Software Carpentry

Helping scientists make better software since 1997

Archive for April 2008


Regarding the idea of reproducible research, I stumbled over I-SPOC while looking through Google Summer of Code stuff. From their pitch:

The overall goal of this project is to build computational and social infrastructure to support the use of a new form of scientific communication called a SPOC (Scientific Paper with Open Communication). A SPOC combines a standard academic paper with open source computational models written in any publicly accessible computer language. SPOCs will (i) link computational results with the models that produce them, allowing independent verification and validation (ii) create incentives for cleaner, more transparent code and for the sharing of code (iii) enable others to extend and improve existing computational models and to verify model robustness (iv) bring computational models to life allowing faculty, students, and other scholars to see dynamic phenomena emerge and (v) have an enormous effect on the teaching of science.

The reality isn’t (yet) as impressive as the vision, but it’s still intriguing.  I think there’s some great work in requirements engineering waiting to be done here: is reproducibility both necessary and sufficient for scientists to regard their peers’ computational work as science? If so, what must a tool do or provide in order to satisfy that need? If not, what are the requirements, and why?


Written by Greg Wilson

2008/04/14 at 14:21

Posted in Community, Opinion

Three Studies (Maybe Four)

We’re in the thick of picking students and projects for Google Summer of Code, which has inspired some less-random-than-usual thoughts. Here are two studies I’d like to do (or see done):

  1. What has happened to previous students? How many are still involved in open source? How many have gone on to {start a company, grad school, prison}? What do they think they learned from the program? How much of the software they wrote is still in use? Etc.
  2. Every one of the 175 organizations blessed by Google this year is using the same web application for collecting and voting on projects. From what I can tell, they’re all using it in different ways: +4 means something very different to the Python Software Foundation than it does to Eclipse or SWIG. They’re also using a bewildering variety of other channels for communication: wikis, IRC, Skype chat sessions, mailing lists (the most popular), and so on. Why? Is this another reflection of Jorge Aranda’s finding that every small development group evolves a different process, but all those processes “work” in some sense, or is it—actually, I don’t have any competing hypotheses right now, but I’m sure there are some.

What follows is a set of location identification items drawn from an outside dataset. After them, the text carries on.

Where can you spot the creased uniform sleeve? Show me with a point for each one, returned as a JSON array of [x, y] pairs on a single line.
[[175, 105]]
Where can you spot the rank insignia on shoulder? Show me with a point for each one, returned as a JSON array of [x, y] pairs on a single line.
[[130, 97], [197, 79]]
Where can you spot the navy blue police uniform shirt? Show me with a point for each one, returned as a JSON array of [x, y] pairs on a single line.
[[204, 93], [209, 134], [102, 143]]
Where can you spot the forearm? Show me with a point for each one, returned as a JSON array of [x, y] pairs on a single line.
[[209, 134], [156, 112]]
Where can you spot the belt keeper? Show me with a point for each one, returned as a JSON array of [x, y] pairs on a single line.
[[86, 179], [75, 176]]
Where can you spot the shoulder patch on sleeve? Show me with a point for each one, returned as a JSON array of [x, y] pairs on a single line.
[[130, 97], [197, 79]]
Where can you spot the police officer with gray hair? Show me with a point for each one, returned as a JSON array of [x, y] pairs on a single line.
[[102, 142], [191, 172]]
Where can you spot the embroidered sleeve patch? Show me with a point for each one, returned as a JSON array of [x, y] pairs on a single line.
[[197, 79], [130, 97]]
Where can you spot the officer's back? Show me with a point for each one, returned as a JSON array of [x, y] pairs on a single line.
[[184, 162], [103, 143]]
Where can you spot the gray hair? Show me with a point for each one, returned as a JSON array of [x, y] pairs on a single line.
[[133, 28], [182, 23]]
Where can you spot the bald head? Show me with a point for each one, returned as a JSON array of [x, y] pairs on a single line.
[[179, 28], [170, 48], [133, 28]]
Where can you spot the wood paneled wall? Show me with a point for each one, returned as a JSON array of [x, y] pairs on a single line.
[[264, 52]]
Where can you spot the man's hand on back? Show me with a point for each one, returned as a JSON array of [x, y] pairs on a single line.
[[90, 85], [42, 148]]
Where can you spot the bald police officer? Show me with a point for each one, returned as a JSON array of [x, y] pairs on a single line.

And while we’re on the subject of studies, I just read Hochstein et al’s paper “Experiments to Understand HPC Time to Development” (CT Watch Quarterly, 2(4A), November 2006). They watched a bunch of grad students at different universities develop some simple parallel applications using a variety of tools, and measured productivity as (relative speedup)/(relative effort), where relative speedup is (reference execution time)/(parallel execution time), and relative effort is (parallel effort)/(reference effort). The speedup measure is unproblematic, but as far as I can tell, they don’t explain where their “reference effort” measure comes from. I suspect it’s the effort required to build a serial solution to the problem, and that “parallel effort” is then the additional time required to parallelize; I’ve mailed the authors to ask, but haven’t heard back yet.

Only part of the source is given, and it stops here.